I just used this quote from CS Lewis's The Great Divorce to illustrate the difference between the two sons in Luke 15.  

It's a parable about a bus-load from hell who are Ghosts.  They come to the outskirts of heaven and the Bright Men from heaven come out to try to convince the Ghosts from hell to come in.

In this conversation a Ghost recognizes a Bright Man who he knew in life - and he knew him to be a murderer.



GHOST:  Look at me now (says the ghost, slapping its chest – but the slap made no sound).  I’ve gone straight all my life.  I don’t say I have no faults, far from it.  But I done my best all my life see.  I done my best by everyone – that’s the sort of chap I was. I never asked for anything that wasn’t mine by rights. If I wanted a drink, I paid for it, see.  And if I took my wages, I done my job see.  That’s the sort of man I was.

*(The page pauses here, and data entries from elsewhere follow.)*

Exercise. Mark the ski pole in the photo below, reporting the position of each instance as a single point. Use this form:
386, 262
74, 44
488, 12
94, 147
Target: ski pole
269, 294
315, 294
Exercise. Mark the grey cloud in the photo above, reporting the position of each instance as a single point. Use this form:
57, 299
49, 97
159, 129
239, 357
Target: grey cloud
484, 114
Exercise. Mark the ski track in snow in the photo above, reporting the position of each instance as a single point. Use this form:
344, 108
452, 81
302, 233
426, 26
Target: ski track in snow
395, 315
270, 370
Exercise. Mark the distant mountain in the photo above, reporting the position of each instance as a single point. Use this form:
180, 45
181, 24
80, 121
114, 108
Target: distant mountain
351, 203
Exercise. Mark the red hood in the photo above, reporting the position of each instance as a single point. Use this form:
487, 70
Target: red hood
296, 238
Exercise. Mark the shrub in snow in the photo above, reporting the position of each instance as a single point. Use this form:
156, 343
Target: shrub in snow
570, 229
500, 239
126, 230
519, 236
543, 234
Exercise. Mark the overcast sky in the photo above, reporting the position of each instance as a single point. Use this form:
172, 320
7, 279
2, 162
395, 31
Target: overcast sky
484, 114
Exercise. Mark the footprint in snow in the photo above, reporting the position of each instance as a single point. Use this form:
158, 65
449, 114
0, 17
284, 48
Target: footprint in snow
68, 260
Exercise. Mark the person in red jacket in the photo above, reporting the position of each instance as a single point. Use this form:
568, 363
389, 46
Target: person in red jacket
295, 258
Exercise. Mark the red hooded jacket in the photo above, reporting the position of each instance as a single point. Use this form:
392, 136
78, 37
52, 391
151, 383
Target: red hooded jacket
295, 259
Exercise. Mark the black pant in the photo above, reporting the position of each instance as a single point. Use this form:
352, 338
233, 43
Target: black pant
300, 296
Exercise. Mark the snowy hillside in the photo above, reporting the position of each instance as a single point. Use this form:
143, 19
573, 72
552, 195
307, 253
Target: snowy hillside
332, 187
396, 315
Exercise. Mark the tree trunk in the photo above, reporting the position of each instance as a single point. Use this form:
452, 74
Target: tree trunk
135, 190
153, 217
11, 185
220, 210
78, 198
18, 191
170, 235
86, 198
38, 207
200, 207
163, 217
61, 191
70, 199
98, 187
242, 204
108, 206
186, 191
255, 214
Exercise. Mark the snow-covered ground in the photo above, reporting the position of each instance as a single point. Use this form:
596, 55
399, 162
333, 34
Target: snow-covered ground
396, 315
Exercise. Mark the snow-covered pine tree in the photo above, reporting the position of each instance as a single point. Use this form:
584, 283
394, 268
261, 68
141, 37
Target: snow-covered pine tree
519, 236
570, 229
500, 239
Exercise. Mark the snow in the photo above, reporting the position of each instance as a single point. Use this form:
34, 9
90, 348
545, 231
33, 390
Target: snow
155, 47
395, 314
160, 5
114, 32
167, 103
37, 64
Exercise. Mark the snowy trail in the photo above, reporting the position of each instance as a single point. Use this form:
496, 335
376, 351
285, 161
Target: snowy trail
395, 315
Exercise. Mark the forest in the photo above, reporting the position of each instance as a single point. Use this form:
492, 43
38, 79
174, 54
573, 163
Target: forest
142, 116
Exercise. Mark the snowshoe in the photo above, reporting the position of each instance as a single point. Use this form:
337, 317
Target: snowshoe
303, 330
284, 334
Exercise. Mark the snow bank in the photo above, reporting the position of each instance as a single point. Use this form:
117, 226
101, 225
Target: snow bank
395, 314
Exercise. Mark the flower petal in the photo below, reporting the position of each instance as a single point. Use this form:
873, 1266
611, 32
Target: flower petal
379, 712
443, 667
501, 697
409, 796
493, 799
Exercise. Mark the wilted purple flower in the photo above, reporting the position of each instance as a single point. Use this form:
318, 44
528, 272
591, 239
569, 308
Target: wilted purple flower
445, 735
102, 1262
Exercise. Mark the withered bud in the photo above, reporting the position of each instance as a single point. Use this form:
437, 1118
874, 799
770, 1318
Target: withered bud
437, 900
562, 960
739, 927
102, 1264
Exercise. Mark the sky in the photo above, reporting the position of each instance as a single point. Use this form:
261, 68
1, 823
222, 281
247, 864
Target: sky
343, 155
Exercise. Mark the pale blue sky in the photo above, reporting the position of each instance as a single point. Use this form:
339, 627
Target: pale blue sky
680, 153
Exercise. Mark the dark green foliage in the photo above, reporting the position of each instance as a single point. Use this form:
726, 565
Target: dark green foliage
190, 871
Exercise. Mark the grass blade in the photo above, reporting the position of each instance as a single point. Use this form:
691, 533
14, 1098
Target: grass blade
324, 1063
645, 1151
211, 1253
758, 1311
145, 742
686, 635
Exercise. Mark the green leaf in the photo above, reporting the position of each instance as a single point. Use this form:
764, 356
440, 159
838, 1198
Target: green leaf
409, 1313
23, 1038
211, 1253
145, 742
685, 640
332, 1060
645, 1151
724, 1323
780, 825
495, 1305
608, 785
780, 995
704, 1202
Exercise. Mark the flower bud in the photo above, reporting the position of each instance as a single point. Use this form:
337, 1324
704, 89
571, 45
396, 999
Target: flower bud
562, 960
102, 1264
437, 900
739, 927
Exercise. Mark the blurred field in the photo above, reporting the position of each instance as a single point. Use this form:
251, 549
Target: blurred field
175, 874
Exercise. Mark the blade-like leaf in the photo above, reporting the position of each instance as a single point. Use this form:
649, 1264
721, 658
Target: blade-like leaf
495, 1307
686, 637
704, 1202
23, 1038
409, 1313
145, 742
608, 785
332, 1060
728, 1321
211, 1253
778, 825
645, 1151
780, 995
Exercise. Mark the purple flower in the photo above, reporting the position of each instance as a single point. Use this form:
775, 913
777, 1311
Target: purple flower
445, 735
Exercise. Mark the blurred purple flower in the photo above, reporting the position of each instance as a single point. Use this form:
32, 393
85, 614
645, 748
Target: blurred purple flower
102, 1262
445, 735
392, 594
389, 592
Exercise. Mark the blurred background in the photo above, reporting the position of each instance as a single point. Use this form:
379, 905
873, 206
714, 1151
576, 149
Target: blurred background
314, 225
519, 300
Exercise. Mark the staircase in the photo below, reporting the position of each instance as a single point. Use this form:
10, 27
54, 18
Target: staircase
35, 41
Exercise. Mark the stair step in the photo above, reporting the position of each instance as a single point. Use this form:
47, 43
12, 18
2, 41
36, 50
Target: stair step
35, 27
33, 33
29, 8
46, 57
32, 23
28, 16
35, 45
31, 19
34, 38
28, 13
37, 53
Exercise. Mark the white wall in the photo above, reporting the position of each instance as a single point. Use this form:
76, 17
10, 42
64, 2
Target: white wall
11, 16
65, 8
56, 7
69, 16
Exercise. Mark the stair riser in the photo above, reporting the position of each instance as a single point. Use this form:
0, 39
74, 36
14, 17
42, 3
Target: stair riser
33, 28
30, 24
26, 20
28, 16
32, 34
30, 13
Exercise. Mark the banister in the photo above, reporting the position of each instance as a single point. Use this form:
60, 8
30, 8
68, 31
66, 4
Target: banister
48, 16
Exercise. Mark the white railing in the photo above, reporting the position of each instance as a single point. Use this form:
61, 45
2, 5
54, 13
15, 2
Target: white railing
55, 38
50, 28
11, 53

BRIGHT MAN – It would be much better (said the Bright man) if you wouldn’t talk like that.  You’re never going to get there like that.

GHOST:  What are you talking about. (says the Ghost) I’m not going on, I’m not arguing.  I’m just asking for nothing but my rights.  I just want to have my rights.  Same as you see

BRIGHT MAN:  Oh no, (said the Bright man) It’s not as bad as that.  I never got my rights and you won’t get your rights either.  You’ll get something so much better.

GHOST:  That’s just what I mean (says the Ghost).  I haven’t got my rights.  I’ve always done my best and I’ve never done anything wrong.  And here’s the thing.  Well, if you don’t mind my saying so – here’s the thing I wonder about.  Why should I be put down there below a bloody murderer like you.  What’s a murderer doing up there? And what is a sort like me doing down there?

BRIGHT MAN:  Well (the Bright man says) I don’t know where you’ll be put, just be happy and come.

GHOST: What do you keep on arguing for (says the Ghost) I only want my rights.  I’m not asking for anyone’s bleeding charity.

BRIGHT MAN – Oh then do (said the Bright man) – at once.  Ask for the bleeding charity.  Everything is here for the asking and absolutely nothing can be bought

GHOST:  That may be alright for you (said the Ghost) if they choose to let a bloody murderer in just because he makes a poor mouth at the last minute, that’s their look-out.  I don’t want charity though. I’m a decent man, and if I had my rights I’d have been there long ago and you can tell them I said so.

(The Ghost was almost happy now that it could in a sense threaten)

GHOST:  That’s what I’ll do – I’ll go home.  I didn’t come here to be treated like a dog.  I’ll go home.  Damn and blast the whole pack of you.

And still grumbling but whimpering a little bit as it picked its way over the sharp grasses – it left.